Downs says Amazon’s success is due in no small part to its brilliant user experience and its use of detailed user statistics to know what people are interested in buying.
“If I go to Amazon.com, it immediately presents me with products I’m interested in,” he says. “It’s been doing the ‘people who bought this also bought’ thing for years, but what it means is when I go to the site, I’m immediately presented with all these products I might like to buy, based on what I’ve bought before and what similar people to me have bought. Australian retailers just aren’t doing that. They might have a log-in, but they don’t do anything with it.
“The other thing Amazon is doing is tying social networks to give you personalised recommendations. It’s in beta testing at the moment, but what it’s going to do is instead of showing you recommendations based on your personal history, it’ll link in with your Facebook account to show you products your friends recently bought. It’ll also tie in ‘Likes’ on Facebook, so if someone buys a book on Amazon and goes on Facebook saying ‘this is brilliant’, that will be presented to you on Amazon.”

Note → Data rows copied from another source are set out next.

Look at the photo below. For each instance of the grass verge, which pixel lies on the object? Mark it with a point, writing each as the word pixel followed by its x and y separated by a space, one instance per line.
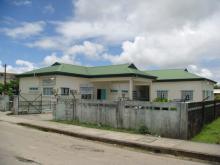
pixel 210 133
pixel 141 130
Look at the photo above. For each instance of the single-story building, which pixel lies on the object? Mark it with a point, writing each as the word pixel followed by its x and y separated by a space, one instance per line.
pixel 116 82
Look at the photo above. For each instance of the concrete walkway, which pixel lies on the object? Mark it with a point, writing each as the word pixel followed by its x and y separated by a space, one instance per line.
pixel 210 152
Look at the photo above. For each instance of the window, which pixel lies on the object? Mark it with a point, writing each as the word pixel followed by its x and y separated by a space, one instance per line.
pixel 86 96
pixel 47 91
pixel 162 94
pixel 187 95
pixel 33 88
pixel 207 94
pixel 65 91
pixel 86 91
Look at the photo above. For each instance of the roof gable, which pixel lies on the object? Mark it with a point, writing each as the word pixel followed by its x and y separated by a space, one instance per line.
pixel 175 75
pixel 90 72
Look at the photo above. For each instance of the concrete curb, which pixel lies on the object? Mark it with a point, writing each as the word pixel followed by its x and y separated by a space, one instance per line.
pixel 147 147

Talk to any expert about the future of online retailing and the words ‘Facebook’ and ‘social media’ will inevitably pop up sooner or later. The applications of these new communication channels are affecting every aspect of the ecommerce environment, none more so than marketing.
Australian electronics retailer Kogan recently launched above the line ads based on recent real-time social media feedback on its business. The TV commercials showed real Twitter and Facebook comments superimposed over images of happy customers receiving and using Kogan products. It’s not necessarily Cannes Lion-winning advertising, but when combined with the kind of direct-from-China prices Downs is talking about and an online store that is fully optimised around the user experience (see the breakout graphic), and designed to sell, it’s no wonder Kogan is the 15th fastest growing company in Australia (according to the 2010 BRW Fast 100 ranking).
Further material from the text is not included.